Good Intentions Are Not Enough
Built into the word intentions is a gap. Intentions identify the inner motivations, the will, the desire that motivates an action. The gap appears between the intention, the action, and the result of the action.
The kitchen is at the crossroads of our small home. And in the middle of the kitchen is the refrigerator. Desire moves me toward it, often between meals. My intention is to choose a healthy, low-calorie item, maybe some chilled tea or some yogurt and fruit. And something else catches my eye, a slice of cheese or bread. The result of my trip to the refrigerator is often quite different from my intentions. And my best intention would be not to open the refrigerator door at all … and walk on by.
Every morning I’m reluctant to get in the shower as I notice what time it is and think, “Look at the time! I need to get going. I need to take a quick shower and while I’m in there, not use much hot water.” That intention has run into some problems. Philomena gave me for Christmas a fancy new dual head shower system with a detachable spray with six settings. Once I’m in the shower now, I’m trying out and playing with all the settings and having a grand time. Thankfully, it does have a water saving mode but I find it hard to get out of the shower while I’m enjoying it. This isn’t a new problem, as I greatly enjoy the feeling of warm water on my skin. It has just gotten worse. The result, longer showers, though I anticipate the novelty will wear off soon.
These simple examples point at the frequent deviations many of us experience between our intentions and the results of our actions. There is a temptation to blame a lack of will to follow through, and that is a significant factor in my two examples. But circumstances change and random factors can interfere with our intentions. Many people didn’t get to their intended destinations flying over the holidays because of the many baggage handlers and flight crews who came down with COVID infections and couldn’t come to work. Bad weather can disrupt our best laid plans. Losing a job or experiencing a financial setback can prevent people from making the loan or mortgage payment they had every intention of making. And a health crisis or family emergency, sooner or later, will disrupt our intentions for how we’d like to live our lives.
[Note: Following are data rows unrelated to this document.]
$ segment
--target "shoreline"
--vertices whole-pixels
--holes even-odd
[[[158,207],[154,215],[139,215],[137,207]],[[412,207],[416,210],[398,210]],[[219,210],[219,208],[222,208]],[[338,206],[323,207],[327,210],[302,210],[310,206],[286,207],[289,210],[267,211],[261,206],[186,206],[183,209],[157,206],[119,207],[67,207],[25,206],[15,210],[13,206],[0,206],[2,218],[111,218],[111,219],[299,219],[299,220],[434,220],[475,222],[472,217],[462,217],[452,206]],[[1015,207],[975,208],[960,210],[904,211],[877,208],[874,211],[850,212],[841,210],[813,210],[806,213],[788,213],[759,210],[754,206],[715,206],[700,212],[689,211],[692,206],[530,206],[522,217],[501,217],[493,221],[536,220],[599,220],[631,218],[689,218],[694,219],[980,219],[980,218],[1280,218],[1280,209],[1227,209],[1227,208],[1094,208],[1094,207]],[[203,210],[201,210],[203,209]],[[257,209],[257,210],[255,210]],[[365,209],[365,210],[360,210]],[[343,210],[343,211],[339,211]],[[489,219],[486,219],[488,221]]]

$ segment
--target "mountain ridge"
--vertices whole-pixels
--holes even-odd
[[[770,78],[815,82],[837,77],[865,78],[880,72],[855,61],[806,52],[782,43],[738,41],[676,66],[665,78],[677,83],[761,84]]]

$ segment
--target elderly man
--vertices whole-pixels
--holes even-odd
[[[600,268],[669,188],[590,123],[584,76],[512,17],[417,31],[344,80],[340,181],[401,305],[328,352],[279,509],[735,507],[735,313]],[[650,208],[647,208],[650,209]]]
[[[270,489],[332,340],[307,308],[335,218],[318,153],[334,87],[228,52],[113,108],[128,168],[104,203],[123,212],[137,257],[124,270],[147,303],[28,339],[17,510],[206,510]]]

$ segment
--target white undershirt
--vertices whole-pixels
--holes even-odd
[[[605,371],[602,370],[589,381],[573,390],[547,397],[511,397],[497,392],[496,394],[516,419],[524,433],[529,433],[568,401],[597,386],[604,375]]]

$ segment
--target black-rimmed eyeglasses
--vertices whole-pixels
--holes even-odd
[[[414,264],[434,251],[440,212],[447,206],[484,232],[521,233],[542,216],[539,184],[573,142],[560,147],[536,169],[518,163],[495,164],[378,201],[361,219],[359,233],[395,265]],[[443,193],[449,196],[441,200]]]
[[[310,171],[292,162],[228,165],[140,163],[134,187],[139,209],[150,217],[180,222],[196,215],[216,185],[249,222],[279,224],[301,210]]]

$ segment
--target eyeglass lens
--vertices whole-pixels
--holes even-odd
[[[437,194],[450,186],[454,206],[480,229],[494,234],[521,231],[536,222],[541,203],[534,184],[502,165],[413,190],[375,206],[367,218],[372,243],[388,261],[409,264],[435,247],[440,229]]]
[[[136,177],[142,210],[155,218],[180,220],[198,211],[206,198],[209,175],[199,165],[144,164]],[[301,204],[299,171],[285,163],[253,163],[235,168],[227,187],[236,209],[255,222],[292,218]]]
Intentions are also very important in the realm of microaggressions. The use of the term “articulate” is a good educational example. A Black person makes an intelligent, well-crafted statement in conversation then hear the response, “My, you are so articulate.” Rather than hearing that as a complement, the Black person may feel offended. They might hear in the response surprise that a Black person could say something that intelligent. They might have heard those exact same words in the past from white folks who were condescending in the way they meant it. Yet the responder may have genuinely been impressed by the Black person’s words and ideas and meant it purely as a complement. And still, their impression might have come from a subconscious racist expectation that Black people aren’t very smart. The problem is the Black person doesn’t know the truth because they can’t look inside that person’s head and assess their intention without knowing that person very well. This can be quite emotionally disturbing, not knowing how to receive another person’s words when racism often operates below white people’s awareness through deep conditioning of a white supremacist social system in which we live.
The intentions of institutions can be even harder to assess than the intentions of individuals. Their actions point to intentions but represent a collective will of those empowered to act for the institution.
To make those intentions clear, institutions use public statements of their purpose, their mission, their vision and their goals set out in their strategic plans. When these are clearly stated and consistently connect directly to the organization’s actions, the intentions of an institution become visible and inform those both inside and outside the institutions about its identity, values and intentions. Instead of lurking unseen in the head of the institution’s CEO, or President, or Minister in our case, it is the verifiable source for action.
This is why the consistency between our purpose, mission and vision and my actions as your Minister, our President’s actions and our Board’s actions are so important. All of Albany UU leaders need to check what we say and do to be in alignment with those public commitments of our institutional identity. This is the foundation for building trust in our leadership and commitment to our institutional efforts.
This is one powerful way we can close the gap between our collective intentions, actions and results. It is also a way for us to grow and develop by making our own personal intentions public as commitments to which others may hold us accountable for our actions and the results of those actions.